Cada vez que en las Escrituras se menciona al corazón, se hace referencia al centro de la persona; al «yo» íntimo, del que brotan los deseos más profundos, las decisiones, los amores, y, también, los odios. Todo lo demás –dolores, alegrías, enfermedades, problemas, emociones…– son accidentes que «nos pasan». Lo que brota del corazón, sin embargo, nos conforma como personas.

De dentro, del corazón del hombre, salen los pensamientos perversos, las fornicaciones, robos, homicidios, adulterios, codicias, malicias, fraudes, desenfreno, envidia, difamación, orgullo, frivolidad.

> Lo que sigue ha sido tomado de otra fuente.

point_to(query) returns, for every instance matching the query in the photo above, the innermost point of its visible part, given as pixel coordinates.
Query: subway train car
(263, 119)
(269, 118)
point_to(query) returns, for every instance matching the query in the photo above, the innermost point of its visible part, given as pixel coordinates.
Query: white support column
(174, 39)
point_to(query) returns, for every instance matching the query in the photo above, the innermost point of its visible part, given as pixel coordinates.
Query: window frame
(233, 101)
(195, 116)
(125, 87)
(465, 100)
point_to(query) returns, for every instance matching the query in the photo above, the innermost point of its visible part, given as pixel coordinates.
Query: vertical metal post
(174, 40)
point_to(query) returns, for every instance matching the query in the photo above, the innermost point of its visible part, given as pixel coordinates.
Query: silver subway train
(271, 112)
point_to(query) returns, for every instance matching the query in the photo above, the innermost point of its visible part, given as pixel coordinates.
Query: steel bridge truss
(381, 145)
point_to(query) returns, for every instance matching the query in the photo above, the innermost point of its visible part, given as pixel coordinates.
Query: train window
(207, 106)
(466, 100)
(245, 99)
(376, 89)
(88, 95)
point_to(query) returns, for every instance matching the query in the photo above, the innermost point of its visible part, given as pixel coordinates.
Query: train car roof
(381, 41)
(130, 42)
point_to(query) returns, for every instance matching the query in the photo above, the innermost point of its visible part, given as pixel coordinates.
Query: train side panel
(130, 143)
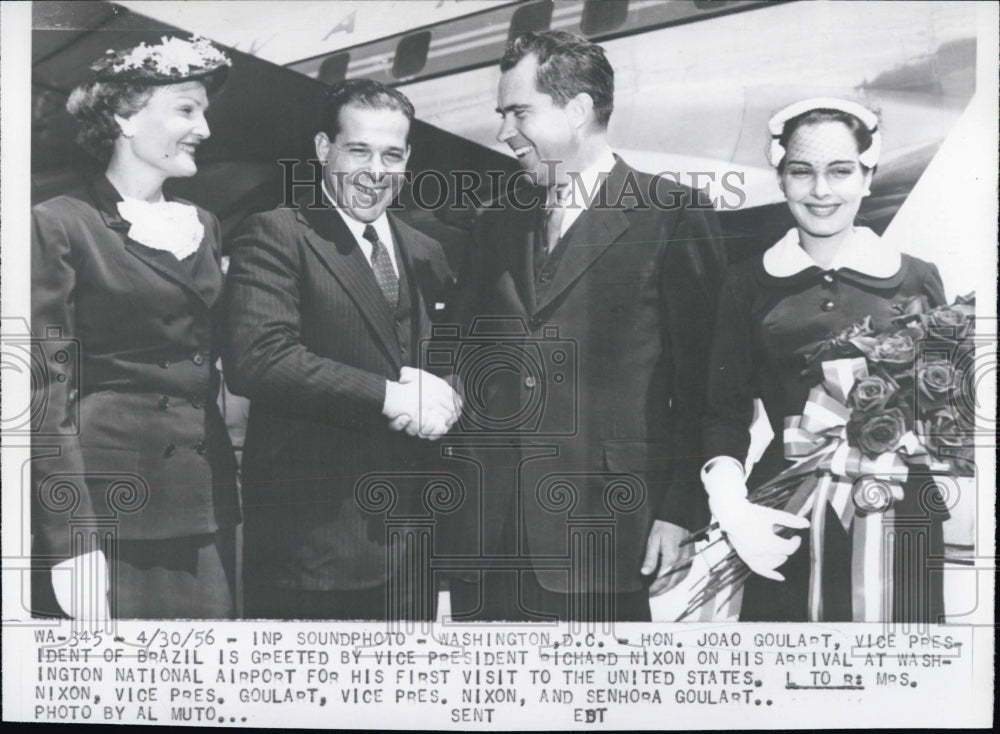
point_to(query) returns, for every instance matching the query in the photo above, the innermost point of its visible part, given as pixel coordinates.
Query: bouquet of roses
(882, 402)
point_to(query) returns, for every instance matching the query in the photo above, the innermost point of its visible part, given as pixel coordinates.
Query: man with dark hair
(624, 266)
(326, 310)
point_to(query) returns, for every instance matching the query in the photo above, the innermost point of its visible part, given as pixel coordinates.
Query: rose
(951, 323)
(895, 351)
(871, 393)
(943, 435)
(876, 433)
(936, 381)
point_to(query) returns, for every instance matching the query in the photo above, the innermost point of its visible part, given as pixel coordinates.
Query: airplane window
(536, 16)
(411, 54)
(603, 16)
(334, 68)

Todas esas maldades salen de dentro y hacen al hombre impuro.

Frente a ese abismo de maldad que puede brotar de un corazón humano, contamos con la devoción al sagrado Corazón de Jesús. De ese corazón, traspasado por la lanza, brotan sangre y agua que limpian y fecundan cuanto tocan. La devoción al corazón sacratísimo de Cristo purifica el corazón del hombre, y lo convierte en fuente de agua viva.

La sangre que mana del costado del Señor es el dolor por los pecados de los hombres. El agua es la gracia que limpia esa inmundicia. Y, juntas, sangre y agua son el Amor inmenso con que Jesús nos ama.

¡Sagrado Corazón de Jesús, en Vos confío!